UPG is using more than just Pash’s familiarity with the US market to bolster its growth. The company invests heavily in technologies that help it to understand the behaviours and preferences of the people that frequent each of the group’s dining brands.

“We know our customers really well. We use partners like Quantium (data analytics) and Deep in Data and we do a lot of competitor analysis. We look at our customer segment pretty closely and we think we’ve got it mapped out pretty well by brand. So we know where the bulk of our customers are coming from for each brand and whether they’re single professionals, a working family, or ‘the boys’. There are about 10 categories that we use to define our customers.

“We know which other restaurants they go to, what other stores they go to, we know where they typically live and typically work, how often they frequent restaurants, we know which gyms they typically work out at, we know when they watch TV, when they’re on the internet.

“We look at end brand and each customer segment individually and really try to get as close to them as possible and know as much about them as we can. It just helps us to make sure we can give them what they want, and it also helps us with our marketing spend, so we can make sure we’re spending money where they’re going to see it.”

UPG has a national brand general manager in its ranks but then has a separate marketing team and culinary director for each concept, to help ensure they’re offering an authentic and on-trend experience at each venue.

UPG_sake_the-rocks-imogen-moss.jpgSake, The Rocks

Surveys sent out to customers thanks to data that’s been pulled from a sophisticated POS system also helps the group to ensure its menus reflect global trends.

“Our POS system is off the shelf, but we’ve customised it quite a bit. We’ve built what we call a data integration layer that sits above all the systems, pulls the data and allows us to slice and dice it.

“Some data comes from our financial system, some comes from our POS system, and some comes from our ResPAK system and it allows us to look at different patterns and trends. I think we’re one of the first in Australia to do that, but it’s something you see a lot in the US market, especially in this sector.”

The perfect storm
The biggest difference between Australia and the States is, of course, population. So is Pash worried about market saturation? Are there too many businesses here, in relation to mouths to feed?

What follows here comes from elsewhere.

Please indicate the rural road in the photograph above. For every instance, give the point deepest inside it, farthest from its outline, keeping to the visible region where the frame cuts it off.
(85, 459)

 “No,” he said. “If you look at the dining out trend, it continues to go up, especially if you look at per capita here in Australia. It’s going up faster than anywhere in the world, really. People are eating out more, they’re cooking less, plus they have multiple formats now. They’ve got folks like Deliveroo, foodora and UBEReats, which are actually driving quite a bit of business for us … So you’ve got amazing companies out there that are giving customers a very good experience at home, and of course people are just dining out more. If you look at the growth in people dining out in this country, it is outpacing the number of new restaurants that are opening.”

With this in mind, Pash says the stars are aligning for UPG: it has the capital from Quadrant, a hungry, educated customer base and a number of promising brands that show considerable potential for expansion.

“We’re just getting started in growing our brands; some we believe could have more than 100 openings over the next five years.

“Australians by nature have always been a little smarter as far as [appreciation for] quality ingredients goes. They’ll pay for quality, whereas in other parts of the world they won't. There’s a psychological barrier in some markets for what people will pay for quality,” he said.

“We really think the perfect storm is coming together for us. We have some amazing brands and we believe that customers really get what we’re trying to do. We feel it’s coming together at the right time for us, and that we can execute the strategy and achieve what we want to achieve.”